Eleanor felt the tears prick the back of her eyes. This was all going horribly wrong, yet she did not understand how to stop it. The anguished questions that she had wanted to ask ever since he had left her—why did you go, where have you been—remained locked inside her head, torturing her. She had been told that ladies did not question their husbands’ actions in such an unbridled manner and since Kit had not volunteered the information of his own free will she could scarcely shake it out of him. Eleanor struggled to master her anger and misery.

‘You misunderstand the situation, my lord,’ she said coldly. ‘If there have been others who have paid me attention during your absence, that was because you were not here to discourage them—’

‘And because you did not choose to!’ Kit said, between his teeth. His face darkened and Eleanor realised with a pang just how angry he was. ‘Do you know that all I have heard since I set foot back in England is that Eleanor, Lady Mostyn, is the Talk of the Town? The lovely Lady Mostyn, so free with her favours!’ His voice was savage. ‘They are taking bets in the Clubs, my lady—should Probyn be next, or Paulet? The wager is a monkey against Darke being your current lover!’
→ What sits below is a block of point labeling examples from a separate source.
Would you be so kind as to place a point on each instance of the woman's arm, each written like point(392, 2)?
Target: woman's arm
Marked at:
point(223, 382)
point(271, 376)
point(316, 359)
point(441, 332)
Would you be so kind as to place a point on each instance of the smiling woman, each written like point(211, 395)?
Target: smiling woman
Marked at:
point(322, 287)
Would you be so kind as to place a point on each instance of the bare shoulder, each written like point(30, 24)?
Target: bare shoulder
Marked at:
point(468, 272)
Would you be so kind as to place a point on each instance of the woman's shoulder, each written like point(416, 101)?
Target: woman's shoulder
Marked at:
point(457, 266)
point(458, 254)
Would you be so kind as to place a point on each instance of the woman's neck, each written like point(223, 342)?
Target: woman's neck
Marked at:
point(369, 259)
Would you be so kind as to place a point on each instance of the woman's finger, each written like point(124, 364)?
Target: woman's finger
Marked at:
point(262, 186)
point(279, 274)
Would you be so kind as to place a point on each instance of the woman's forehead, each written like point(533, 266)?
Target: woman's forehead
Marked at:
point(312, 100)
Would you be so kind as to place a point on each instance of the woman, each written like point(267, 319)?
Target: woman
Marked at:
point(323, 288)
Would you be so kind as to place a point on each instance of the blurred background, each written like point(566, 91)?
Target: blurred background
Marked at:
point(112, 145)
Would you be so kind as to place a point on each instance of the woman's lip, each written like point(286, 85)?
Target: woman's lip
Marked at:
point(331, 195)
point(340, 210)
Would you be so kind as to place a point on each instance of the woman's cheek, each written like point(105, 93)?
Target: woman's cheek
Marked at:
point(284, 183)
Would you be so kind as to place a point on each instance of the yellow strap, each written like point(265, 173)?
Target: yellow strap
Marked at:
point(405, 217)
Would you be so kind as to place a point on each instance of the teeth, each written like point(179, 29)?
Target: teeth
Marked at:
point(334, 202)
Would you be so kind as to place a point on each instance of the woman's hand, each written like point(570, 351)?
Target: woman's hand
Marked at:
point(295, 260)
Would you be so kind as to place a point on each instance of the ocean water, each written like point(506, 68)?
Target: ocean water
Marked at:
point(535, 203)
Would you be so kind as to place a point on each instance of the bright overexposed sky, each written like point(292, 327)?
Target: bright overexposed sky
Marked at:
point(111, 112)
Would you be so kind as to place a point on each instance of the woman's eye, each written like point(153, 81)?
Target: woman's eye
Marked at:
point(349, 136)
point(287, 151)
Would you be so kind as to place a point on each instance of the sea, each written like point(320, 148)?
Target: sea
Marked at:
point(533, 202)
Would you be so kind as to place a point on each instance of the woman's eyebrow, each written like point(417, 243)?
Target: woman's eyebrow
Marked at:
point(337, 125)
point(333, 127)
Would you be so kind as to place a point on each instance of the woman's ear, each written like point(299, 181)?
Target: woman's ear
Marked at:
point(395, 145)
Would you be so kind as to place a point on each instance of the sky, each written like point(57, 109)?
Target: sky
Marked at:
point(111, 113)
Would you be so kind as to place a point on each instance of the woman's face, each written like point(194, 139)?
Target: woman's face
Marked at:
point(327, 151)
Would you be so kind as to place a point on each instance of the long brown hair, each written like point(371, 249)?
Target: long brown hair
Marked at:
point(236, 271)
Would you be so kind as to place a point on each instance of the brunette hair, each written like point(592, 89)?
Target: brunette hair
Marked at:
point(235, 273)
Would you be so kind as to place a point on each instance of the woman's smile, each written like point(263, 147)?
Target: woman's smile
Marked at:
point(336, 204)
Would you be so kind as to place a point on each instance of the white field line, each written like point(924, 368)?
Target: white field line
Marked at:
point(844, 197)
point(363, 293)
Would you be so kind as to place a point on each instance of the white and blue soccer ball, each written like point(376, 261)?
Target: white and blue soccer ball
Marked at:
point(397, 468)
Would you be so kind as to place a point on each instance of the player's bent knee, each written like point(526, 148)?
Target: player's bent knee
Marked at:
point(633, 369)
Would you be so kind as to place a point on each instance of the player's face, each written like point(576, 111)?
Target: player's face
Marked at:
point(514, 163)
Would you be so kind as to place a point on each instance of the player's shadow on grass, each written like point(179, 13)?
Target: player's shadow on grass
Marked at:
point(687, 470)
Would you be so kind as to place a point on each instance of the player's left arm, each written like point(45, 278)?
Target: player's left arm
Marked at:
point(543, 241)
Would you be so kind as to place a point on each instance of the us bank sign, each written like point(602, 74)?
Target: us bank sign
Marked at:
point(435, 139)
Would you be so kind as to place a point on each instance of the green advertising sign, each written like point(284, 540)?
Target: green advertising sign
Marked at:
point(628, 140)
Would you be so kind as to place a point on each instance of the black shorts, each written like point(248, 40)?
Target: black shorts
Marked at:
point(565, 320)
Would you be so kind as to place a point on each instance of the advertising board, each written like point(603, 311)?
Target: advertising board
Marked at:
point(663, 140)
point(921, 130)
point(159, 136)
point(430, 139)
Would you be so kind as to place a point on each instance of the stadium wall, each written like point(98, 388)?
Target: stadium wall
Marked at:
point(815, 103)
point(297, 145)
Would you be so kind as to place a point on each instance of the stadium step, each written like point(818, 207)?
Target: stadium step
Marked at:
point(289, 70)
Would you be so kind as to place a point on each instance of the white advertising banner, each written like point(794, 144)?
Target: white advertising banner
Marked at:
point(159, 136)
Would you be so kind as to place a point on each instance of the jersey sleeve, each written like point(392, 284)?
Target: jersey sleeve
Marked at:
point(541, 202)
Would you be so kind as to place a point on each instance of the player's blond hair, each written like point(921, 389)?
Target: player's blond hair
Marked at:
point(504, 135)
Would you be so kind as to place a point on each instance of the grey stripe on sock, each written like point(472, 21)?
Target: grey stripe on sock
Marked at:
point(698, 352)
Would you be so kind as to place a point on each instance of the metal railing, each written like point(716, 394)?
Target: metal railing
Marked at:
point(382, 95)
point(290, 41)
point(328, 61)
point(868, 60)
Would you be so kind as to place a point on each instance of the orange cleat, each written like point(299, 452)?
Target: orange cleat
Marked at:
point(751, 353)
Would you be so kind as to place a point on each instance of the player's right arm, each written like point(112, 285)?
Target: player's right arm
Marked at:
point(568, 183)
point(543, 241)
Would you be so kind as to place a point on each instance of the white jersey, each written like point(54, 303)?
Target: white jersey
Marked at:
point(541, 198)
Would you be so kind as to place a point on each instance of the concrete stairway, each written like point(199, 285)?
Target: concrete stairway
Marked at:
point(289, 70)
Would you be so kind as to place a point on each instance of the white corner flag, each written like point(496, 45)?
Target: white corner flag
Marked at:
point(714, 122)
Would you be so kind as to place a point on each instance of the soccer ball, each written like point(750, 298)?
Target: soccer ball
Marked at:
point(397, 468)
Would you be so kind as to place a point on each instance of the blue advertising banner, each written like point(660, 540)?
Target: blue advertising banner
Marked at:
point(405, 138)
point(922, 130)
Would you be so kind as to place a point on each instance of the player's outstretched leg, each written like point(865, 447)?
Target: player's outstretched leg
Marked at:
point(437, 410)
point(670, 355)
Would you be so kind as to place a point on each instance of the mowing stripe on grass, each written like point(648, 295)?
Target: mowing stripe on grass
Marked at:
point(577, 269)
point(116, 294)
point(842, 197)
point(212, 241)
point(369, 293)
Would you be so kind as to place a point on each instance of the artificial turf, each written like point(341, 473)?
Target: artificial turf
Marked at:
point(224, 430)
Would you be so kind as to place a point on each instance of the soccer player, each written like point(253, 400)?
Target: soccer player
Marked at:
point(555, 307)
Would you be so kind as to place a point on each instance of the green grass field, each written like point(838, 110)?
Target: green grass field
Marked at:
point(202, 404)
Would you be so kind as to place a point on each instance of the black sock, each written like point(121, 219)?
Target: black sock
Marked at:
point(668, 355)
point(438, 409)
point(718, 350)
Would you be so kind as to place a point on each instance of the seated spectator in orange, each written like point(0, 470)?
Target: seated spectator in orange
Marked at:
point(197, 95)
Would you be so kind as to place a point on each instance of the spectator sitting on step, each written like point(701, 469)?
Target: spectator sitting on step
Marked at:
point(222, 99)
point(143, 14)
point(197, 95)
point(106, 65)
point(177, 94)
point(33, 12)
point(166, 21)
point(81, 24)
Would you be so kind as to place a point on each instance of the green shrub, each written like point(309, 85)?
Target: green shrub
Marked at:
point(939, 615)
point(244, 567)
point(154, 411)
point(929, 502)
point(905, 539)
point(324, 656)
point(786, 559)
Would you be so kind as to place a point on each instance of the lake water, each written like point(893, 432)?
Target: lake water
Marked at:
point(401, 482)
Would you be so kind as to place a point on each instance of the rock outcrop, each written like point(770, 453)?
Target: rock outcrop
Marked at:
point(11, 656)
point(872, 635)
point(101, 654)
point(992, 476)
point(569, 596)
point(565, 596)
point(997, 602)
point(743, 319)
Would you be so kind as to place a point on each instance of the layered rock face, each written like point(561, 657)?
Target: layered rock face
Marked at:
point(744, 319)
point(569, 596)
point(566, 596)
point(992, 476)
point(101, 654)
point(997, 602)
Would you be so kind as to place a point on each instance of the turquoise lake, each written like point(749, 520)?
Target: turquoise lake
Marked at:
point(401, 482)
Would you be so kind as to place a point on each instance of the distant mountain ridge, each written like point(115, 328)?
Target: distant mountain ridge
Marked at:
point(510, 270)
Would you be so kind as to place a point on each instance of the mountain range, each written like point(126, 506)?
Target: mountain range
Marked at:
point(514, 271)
His fist smashed down on the table, making the brandy bottle jump. ‘Mayhap I am at fault for leaving you for all this time, but you have scarcely been pining in my absence!’

Eleanor turned her back on him. She could feel the fury bubbling up in her like a witches’ cauldron after a particularly uncontrollable spell. Here was Kit, firmly, demonstrably and absolutely in the wrong after deserting her with no word for five months, and here was she, being hauled over the coals for something that was not even her fault! She had already found herself trying to justify her presence in the inn with Sir Charles whereas Kit had barely mentioned his disappearance. Apologies, explanations…Clearly they were foreign to his nature.